EDITORIAL - Give the full picture, Mr Shaw

Published: Thursday | August 20, 2009


Finance Minister Audley Shaw and his boss, Prime Minister Bruce Golding, owe the country a far fuller and more substantive explanation than their terse statement on Tuesday, for the Government's rejection of a debt-restructuring plan put forward by the private sector.

"Cabinet, after careful consideration of the proposal and mindful of the uncertainty in the market, has decided that the Government will not be pursuing this proposal," said Mr Shaw of the administration's decision.

The more obvious implication of the finance minister's statement is that the Government was frightened off by Jamaica's downgrade by Standard and Poor's (S&P) in lowering its rating of Jamaica's sovereign debt by one notch, to CCC+.

S&P's misunderstanding

But the administration, and others, insisted that S&P misunderstood the debt initiative and was wrong to interpret it as a distressed action by the Government and, therefore, a trek towards a technical default. The downgrade in those circumstances, and against the backdrop of an imminent US$1.2 billion loan from the International Monetary Fund (IMF), was unwarranted and premature.

If the administration genuinely holds those positions to be true, its apparent acquiescence and retreat, in the absence of sound technical explanation for its decision, would be puzzling.
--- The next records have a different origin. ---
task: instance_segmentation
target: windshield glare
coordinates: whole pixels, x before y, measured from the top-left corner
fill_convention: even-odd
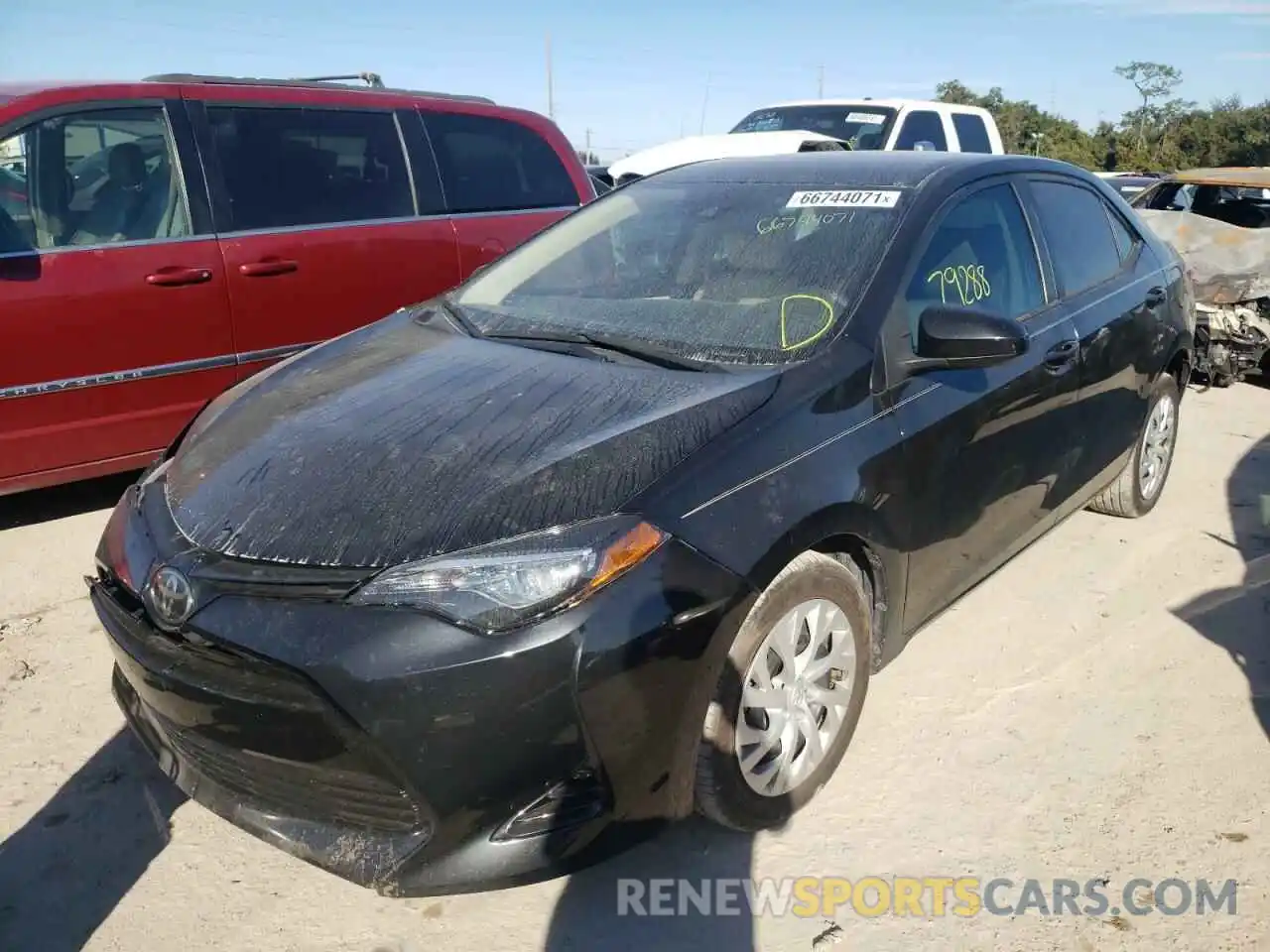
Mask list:
[[[716,363],[800,360],[841,333],[899,189],[649,179],[522,245],[452,298],[483,334],[644,340]]]
[[[733,132],[780,132],[798,129],[819,132],[851,143],[856,151],[881,149],[894,109],[857,103],[855,105],[785,105],[752,112]]]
And there is the risk of the behaviour being interpreted as an administration with no foundation or principle, easy to succumb to pressure from the powerful.

That, from our perspective, would be unfortunate for it would weaken the ability of the Government to mobilise the country to support the tough actions that will be required to pull Jamaica through its economic crisis.

As we understand it, the proposal that has now been rejected was for the Government to redeem domestic debt, falling due over the next year or two, at existing coupon. New debt would then be issued at a lower rate, which would mean some easing of Mr Shaw's fiscal pressures. Given that this was not an initiative proposed by the Government and not being pressed by the administration, it would not, its proponents held, be a default.

Market-determined interest rates

Some of the Government's unofficial advisers argued, instead, for an aggressive lowering of interest rates. Their position was that since nearly 60 per cent of the country's $677 billion of domestic debt was at variable rates, the same savings could be achieved with lower rates.

The recent lowering of rates by the central bank may have helped to inform the Government's decision, except that Jamaica's interest rates are market determined. In this environment of global instability there is no certainty how the domestic market, even with an IMF agreement and new action on the deficit, will, over the medium term, price the Government's debt.

On the face of it, locking in creditors at lower-than-current rates would seem to make sense. It also appears to us to have the advantage of signalling to the wider society an acceptance among asset holders, usually accused of being spared the pressures, that the burden of adjustment is to be shared.

If, as the Government argues, S&P mis-understood, it could be beyond us to make Jamaica's case to the global community. In any event, at times there are positions that just are non-negotiable, as Edward Seaga insisted in confronting the IMF in 1986.

In the circumstances, the Government should reveal the technical arguments for its action.